Regression Analysis: Height versus HandSpan
Analysis of Variance
Source | DF | Adj SS | Adj MS | F-Value | P-Value |
---|---|---|---|---|---|
Regression | 1 | 1500.06 | 1500.06 | 199.17 | 0.000 |
HandSpan | 1 | 1500.06 | 1500.06 | 199.17 | 0.000 |
Error | 165 | 1242.70 | 7.53 | ||
Lack-of-Fit | 17 | 96.24 | 5.66 | 0.73 | 0.767 |
Pure Error | 148 | 1146.46 | 7.75 | ||
Total | 166 | 2742.76 |
Model Summary
S | R-sq | R-sq(adj) | R-sq(pred) |
---|---|---|---|
2.74436 | 54.69% | 54.42% | 53.76% |
Coefficients
Predictor | Coef | SE Coef | T-Value | P-Value | VIF |
---|---|---|---|---|---|
Constant | 35.53 | 2.32 | 15.34 | 0.000 | |
HandSpan | 1.560 | 0.111 | 14.11 | 0.000 | 1.00 |
Regression Equation
Height = 35.53 + 1.560 HandSpan
Note! Some things to note are:
- The residual standard deviation S is 2.744 and this estimates the standard deviation of the errors.
- \(r^2\) = (SSTO-SSE) / SSTO = SSR / (SSR+SSE) = 1500.1 / (1500.1+1242.7) = 1500.1 / 2742.8 = 0.547 or 54.7%. The interpretation is that handspan differences explain 54.7% of the variation in heights.

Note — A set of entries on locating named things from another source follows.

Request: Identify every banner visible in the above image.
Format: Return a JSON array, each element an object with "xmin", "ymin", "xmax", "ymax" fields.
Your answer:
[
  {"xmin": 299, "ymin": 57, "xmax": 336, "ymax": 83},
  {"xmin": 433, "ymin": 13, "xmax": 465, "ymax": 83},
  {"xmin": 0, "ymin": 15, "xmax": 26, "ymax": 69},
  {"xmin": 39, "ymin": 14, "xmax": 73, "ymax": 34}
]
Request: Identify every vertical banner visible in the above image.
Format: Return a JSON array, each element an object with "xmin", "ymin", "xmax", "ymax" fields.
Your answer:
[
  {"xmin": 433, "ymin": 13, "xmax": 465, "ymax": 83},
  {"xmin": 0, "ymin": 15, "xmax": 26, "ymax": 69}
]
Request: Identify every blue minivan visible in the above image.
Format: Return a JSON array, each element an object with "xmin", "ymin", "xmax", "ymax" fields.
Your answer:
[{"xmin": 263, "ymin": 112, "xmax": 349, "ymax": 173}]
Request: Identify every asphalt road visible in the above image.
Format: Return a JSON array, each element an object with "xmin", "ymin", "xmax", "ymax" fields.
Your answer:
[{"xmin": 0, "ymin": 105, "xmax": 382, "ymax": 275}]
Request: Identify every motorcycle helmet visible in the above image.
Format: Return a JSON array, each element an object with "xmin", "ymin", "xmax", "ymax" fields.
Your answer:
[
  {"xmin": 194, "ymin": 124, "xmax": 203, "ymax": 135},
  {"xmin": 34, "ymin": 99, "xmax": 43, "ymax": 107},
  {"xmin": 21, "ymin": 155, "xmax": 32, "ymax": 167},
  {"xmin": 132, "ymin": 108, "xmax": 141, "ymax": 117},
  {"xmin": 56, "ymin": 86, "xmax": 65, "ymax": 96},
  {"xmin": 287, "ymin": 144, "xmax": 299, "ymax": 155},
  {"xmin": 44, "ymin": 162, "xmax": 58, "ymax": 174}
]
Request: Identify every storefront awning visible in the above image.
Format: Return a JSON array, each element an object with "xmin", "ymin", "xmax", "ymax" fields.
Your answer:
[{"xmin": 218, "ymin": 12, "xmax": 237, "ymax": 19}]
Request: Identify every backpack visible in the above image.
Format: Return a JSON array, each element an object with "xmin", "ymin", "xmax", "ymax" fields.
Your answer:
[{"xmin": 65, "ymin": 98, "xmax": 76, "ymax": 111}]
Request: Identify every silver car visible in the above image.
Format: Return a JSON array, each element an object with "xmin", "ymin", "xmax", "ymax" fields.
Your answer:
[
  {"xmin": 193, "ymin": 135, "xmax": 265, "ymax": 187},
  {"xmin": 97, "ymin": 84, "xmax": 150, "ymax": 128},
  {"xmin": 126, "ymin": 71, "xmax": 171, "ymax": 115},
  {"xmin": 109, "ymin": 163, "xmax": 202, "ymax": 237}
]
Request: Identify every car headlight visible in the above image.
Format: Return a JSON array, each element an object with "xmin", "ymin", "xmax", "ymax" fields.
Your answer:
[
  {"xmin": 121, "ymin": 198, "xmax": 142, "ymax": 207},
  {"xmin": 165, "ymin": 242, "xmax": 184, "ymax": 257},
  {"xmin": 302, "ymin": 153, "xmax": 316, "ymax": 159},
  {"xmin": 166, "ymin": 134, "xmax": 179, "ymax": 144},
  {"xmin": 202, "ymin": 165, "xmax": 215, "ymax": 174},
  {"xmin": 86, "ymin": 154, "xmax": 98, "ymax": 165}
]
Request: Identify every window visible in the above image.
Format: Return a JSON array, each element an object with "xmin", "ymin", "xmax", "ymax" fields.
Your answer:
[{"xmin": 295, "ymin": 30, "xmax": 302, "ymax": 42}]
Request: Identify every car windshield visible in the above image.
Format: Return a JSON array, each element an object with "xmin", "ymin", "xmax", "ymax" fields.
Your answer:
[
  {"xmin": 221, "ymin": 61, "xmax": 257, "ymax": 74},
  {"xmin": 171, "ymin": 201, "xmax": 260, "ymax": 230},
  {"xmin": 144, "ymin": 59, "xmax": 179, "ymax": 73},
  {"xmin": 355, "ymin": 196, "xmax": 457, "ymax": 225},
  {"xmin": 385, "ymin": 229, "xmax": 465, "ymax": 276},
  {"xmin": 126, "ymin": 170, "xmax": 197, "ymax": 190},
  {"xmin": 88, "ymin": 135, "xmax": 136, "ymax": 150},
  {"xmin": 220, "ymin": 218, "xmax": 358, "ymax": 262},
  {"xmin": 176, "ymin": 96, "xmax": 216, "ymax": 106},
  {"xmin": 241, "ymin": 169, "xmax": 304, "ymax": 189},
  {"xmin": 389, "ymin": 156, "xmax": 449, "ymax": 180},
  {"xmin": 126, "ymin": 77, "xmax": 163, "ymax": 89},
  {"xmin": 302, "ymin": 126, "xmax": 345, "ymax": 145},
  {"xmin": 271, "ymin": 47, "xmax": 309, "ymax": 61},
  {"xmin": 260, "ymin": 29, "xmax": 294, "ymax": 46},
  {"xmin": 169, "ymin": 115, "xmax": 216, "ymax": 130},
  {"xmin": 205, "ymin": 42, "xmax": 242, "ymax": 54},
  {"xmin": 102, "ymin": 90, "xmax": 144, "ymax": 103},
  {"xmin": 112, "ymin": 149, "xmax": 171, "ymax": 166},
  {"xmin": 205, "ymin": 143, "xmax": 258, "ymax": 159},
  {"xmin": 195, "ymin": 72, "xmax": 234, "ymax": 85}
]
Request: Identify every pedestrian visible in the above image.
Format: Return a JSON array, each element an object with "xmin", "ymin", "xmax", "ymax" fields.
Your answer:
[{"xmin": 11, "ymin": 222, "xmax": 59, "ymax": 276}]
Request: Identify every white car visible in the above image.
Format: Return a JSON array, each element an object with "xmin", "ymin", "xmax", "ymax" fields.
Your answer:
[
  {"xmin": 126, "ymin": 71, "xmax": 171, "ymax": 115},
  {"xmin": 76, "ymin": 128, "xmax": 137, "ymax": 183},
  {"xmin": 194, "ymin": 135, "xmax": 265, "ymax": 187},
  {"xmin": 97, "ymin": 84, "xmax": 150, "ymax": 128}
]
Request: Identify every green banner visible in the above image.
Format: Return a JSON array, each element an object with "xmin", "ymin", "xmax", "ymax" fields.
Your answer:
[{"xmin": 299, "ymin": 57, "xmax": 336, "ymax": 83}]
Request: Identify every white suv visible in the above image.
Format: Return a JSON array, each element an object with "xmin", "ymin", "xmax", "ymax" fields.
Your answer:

- The value of the F statistic is F = 199.2 with 1 and 165 degrees of freedom, and the p-value for this F statistic is 0.000. Thus we reject the null hypothesis \(H_{0} \colon \beta_{1}\) = 0 in favor of \(H_A\colon\beta_1\neq 0\). In other words, the observed relationship is statistically significant.
Example 2-7: Quality Data Section
You are a manufacturer who wants to obtain a quality measure on a product, but the procedure to obtain the measure is expensive. There is an indirect approach, which uses a different product score (Score 1) in place of the actual quality measure (Score 2). This approach is less costly but also is less precise. You can use regression to see if Score 1 explains a significant amount of the variance in Score 2 to determine if Score 1 is an acceptable substitute for Score 2. The results from a simple linear regression analysis are given below:
Regression Analysis: Score2 versus Score1
Analysis of Variance
Source | DF | Adj SS | Adj MS | F-Value | P-Value |
---|---|---|---|---|---|
Regression | 1 | 2.5419 | 2.5419 | 156.56 | 0.000 |
Residual Error | 7 | 0.1136 | 0.0162 | ||
Total | 8 | 2.6556 |
Model Summary
S | R-sq | R-sq(adj) |
---|---|---|
0.127419 | 95.7% | 95.1% |
Coefficients
Predictor | Coef | SE Coef | T-Value | P-Value |
---|---|---|---|---|
Constant | 1.1177 | 0.1093 | 10.23 | 0.000 |
WAge | 0.21767 | 0.01740 | 12.51 | 0.000 |
Regression Equation
Score2 = 1.12 + 0.218 Score1
We are concerned in testing the null hypothesis that Score 1 is not a significant predictor of Score 2 versus the alternative that Score 1 is a significant predictor of Score 2. More formally, we are testing:
\(H_{0} \colon\beta_{1}\) = 0
\(H_{A} \colon \beta_{1}\) ≠ 0
The p-value in the ANOVA table (0.000), indicates that the relationship between Score 1 and Score 2 is statistically significant at an α-level of 0.05. This is also shown by the p-value for the estimated coefficient of Score 1, which is 0.000.